Mahkemece, davacının kıdem ve ihbar tazminatı talebinin kabulüne, fazla çalışma alacağı talebinin ise reddine karar verilmiştir.
Taraflar arasında davacı işçinin ihbar tazminatına hak kazanıp kazanmadığı konusunda uyuşmazlık bulunmaktadır.
İş sözleşmesi taraflara sürekli olarak borç yükleyen bir özel hukuk sözleşmesi olsa da, taraflardan herhangi birinin iş sözleşmesini bozmak için karşı tarafa yönelttiği irade açıklamasıyla ilişkiyi sona erdirmesi mümkündür.
Fesih hakkı iş sözleşmesini derhal veya belirli bir sürenin geçmesiyle ortadan kaldırabilme yetkisi veren bozucu yenilik doğuran ve karşı tarafa yöneltilmesi gereken bir haktır.
Maddede düzenlenen bildirimli fesih, belirsiz süreli iş sözleşmeleri için söz konusudur. Başka bir anlatımla belirli süreli iş sözleşmelerinde fesheden tarafın karşı tarafa bildirimde bulunarak önel tanıması gerekmez.
Fesih bildirimi bir yenilik doğuran hak niteliğini taşıdığından ve karşı tarafın hukukî alanını etkilediğinden, açık ve belirgin biçimde yapılmalıdır. Yine aynı nedenle kural olarak şarta bağlı fesih bildirimi geçerli değildir.
Fesih bildiriminde “fesih” sözcüğünün bulunması gerekmez. Fesih iradesini ortaya koyan ifadelerle eylemli olarak işe devam etmeme hali birleşirse bunun fesih anlamına geldiği kabul edilmelidir. Bazen fesih işverenin olumsuz bir eylemi şeklinde de ortaya çıkabilir. İşçinin işe alınmaması, otomatik geçiş kartına el konulması buna örnek olarak verilebilir. Dairemizce, işverenin tek taraflı olarak ücretsiz izin uygulamasına gitmesi halinde, bunu kabul etmeyen işçi yönünden “işverenin feshi” olarak değerlendirilmektedir.
Mevsimlik ya da vizeli yönünden ise, askı süresinin bitiminde veya mevsim başlangıcında işçinin işe çağırılmaması, Dairemizce işverenin feshi olarak değerlendirilmektedir.
Fesih bildiriminin yazılı olarak yapılması, 4857 sayılı İş Kanununun 109. maddesinin bir sonucudur. Ancak yazılı şekil şartı, geçerlilik koşulu olmayıp ispat şartıdır.
Fesih bildirimi karşı tarafa ulaştığı anda sonuçlarını doğurur. Ulaşma, muhatabın hâkimiyet alanına girdiği andır.
Bildirim sürelerine ilişkin 4857 sayılı Yasanın 17 nci maddesindeki kurallar nispî emredici niteliktedir.
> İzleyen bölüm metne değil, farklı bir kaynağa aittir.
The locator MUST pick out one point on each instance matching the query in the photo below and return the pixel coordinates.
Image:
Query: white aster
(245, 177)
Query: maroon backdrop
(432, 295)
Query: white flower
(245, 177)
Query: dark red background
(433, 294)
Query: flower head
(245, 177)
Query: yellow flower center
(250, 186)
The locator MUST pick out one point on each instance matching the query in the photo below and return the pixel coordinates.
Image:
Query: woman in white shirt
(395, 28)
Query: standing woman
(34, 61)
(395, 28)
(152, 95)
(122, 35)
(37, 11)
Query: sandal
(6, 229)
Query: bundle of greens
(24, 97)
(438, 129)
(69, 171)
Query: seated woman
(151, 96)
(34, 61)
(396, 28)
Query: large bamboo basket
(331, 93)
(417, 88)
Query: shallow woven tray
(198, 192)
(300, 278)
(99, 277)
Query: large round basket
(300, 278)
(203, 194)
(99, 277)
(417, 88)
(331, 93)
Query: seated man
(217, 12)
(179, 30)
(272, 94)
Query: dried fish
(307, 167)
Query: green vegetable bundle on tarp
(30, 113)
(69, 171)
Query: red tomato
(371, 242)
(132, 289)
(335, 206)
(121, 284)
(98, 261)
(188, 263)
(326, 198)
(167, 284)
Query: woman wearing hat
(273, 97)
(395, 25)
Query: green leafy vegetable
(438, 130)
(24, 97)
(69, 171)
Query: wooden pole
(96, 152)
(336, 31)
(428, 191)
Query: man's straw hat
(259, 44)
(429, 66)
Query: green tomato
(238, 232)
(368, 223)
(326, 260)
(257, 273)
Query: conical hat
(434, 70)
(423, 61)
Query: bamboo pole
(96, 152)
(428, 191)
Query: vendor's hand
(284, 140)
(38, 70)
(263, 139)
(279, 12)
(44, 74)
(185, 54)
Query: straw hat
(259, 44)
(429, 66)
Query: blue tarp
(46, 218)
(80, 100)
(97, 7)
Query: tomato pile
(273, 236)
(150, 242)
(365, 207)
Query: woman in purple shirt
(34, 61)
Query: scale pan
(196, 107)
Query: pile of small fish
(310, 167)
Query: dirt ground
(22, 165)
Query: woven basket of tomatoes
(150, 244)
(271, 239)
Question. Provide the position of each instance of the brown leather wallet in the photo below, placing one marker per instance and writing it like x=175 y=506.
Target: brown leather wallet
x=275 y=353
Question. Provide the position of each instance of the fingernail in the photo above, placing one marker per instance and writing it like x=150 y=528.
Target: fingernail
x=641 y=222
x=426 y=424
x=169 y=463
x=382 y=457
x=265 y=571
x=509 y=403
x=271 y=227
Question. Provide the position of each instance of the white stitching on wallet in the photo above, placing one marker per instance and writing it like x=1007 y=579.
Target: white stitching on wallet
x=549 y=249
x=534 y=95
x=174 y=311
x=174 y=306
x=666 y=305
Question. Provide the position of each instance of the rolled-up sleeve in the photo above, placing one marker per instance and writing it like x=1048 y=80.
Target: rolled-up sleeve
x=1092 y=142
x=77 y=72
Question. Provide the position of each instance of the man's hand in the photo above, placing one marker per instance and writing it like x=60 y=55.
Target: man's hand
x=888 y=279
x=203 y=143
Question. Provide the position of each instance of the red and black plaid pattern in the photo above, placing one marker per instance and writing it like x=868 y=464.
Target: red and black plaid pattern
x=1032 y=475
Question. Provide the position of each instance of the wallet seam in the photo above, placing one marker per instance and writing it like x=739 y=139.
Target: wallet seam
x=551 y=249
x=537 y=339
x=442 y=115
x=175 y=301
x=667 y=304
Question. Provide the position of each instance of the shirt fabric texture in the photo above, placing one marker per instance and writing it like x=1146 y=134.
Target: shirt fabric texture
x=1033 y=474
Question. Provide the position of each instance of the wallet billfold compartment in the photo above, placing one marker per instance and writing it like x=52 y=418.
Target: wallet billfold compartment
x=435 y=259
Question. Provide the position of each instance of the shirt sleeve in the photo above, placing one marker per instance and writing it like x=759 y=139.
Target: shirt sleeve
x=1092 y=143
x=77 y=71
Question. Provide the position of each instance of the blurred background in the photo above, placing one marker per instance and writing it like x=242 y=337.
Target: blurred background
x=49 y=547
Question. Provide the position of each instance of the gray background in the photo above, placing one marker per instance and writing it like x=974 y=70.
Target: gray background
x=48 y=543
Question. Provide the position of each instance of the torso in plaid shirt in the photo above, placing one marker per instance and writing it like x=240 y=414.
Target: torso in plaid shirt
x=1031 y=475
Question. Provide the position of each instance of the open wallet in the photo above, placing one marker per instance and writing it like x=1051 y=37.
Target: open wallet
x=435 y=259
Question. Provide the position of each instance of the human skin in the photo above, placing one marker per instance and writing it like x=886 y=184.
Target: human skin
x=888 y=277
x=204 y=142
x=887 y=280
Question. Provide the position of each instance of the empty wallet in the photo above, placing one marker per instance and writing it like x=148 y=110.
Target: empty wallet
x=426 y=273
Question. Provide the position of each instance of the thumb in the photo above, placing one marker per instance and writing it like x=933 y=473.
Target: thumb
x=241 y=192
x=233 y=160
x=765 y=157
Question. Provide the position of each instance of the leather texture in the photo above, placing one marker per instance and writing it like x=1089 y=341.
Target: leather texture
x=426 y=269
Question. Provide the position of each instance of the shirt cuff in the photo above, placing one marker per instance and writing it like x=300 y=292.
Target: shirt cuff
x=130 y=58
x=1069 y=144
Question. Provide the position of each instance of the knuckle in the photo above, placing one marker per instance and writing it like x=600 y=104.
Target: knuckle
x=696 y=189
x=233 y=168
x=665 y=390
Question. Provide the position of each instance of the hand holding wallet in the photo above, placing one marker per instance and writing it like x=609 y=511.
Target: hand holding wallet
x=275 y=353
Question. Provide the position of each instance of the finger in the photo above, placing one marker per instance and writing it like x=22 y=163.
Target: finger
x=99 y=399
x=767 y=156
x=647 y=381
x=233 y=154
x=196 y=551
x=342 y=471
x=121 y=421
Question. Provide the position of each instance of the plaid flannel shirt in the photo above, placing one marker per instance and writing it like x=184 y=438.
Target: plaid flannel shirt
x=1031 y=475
Taraflarca bildirim süreleri ortadan kaldırılamaz ya da azaltılamaz. Ancak, sürelerin sözleşme ile arttırılabileceği Kanunda düzenlenmiştir. Ancak, bildirim önellerinin arttırılabileceği belirtilmiş olmakla birlikte, Yasada bir üst sınır öngörülmemiştir. Dairemiz tarafından, üst sınırın hâkim tarafından belirlenmesi ve en fazla ihbar ve kötüniyet tazminatlarının toplamı kadar olması gerektiği kabul edilmektedir.
İhbar tazminatı, belirsiz süreli iş sözleşmesini haklı bir neden olmaksızın ve usulüne uygun bildirim öneli tanımadan fesheden tarafın, karşı tarafa ödemesi gereken bir tazminattır. Buna göre, öncelikle iş sözleşmesinin Kanunun 24 ve 25 inci maddelerinde yazılı olan nedenlere dayanmaksızın feshedilmiş olması ve 17 nci maddesinde belirtilen şekilde usulüne uygun olarak ihbar öneli tanınmamış olması halinde ihbar tazminatı ödenmelidir. Yine haklı fesih nedeni bulunmakla birlikte, işçi ya da işverenin 26 ncı maddede öngörülen hak düşürücü süre geçtikten sonra fesih yoluna gitmeleri durumunda, karşı tarafa ihbar tazminatı ödeme yükümlülüğü doğar.
İhbar tazminatı, iş sözleşmesini fesheden tarafın karşı tarafa ödemesi gereken bir tazminat olması nedeniyle, iş sözleşmesini fesheden tarafın feshi haklı bir nedene dayansa dahi, ihbar tazminatına hak kazanması mümkün olmaz. İşçinin 1475 sayılı Yasanın 14 üncü maddesi hükümleri uyarınca emeklilik, muvazzaf askerlik, evlilik gibi nedenlerle iş sözleşmesini feshetmesi durumunda ihbar tazminatı talep hakkı bulunmamaktadır. Anılan fesihlerde işveren de ihbar tazminatı talep edemez.
Somut olayda, davacının çağrıldığı tarihte işe başlatılmaması işçi aleyhine esaslı değişiklik olup bu nedenle daha sonraki davet tarihinde davacının işe başlamaması işçi açısından haklı fesihtir. Davacının kıdem tazminatı talebinin kabulü doğru ise de iş akdini kendisi fesheden tarafın haklı da olsa ihbar tazminatına hak kazanamayacağı düşünülmeden ihbar tazminatı isteğinin kabulü hatalı olup bozmayı gerektirmiştir.
SONUÇ: Temyiz olunan kararın yukarıda yazılı nedenle BOZULMASINA, peşin alınan temyiz harcının istek halinde davalıya iadesine, 26.05.2016 gününde oybirliğiyle karar verildi.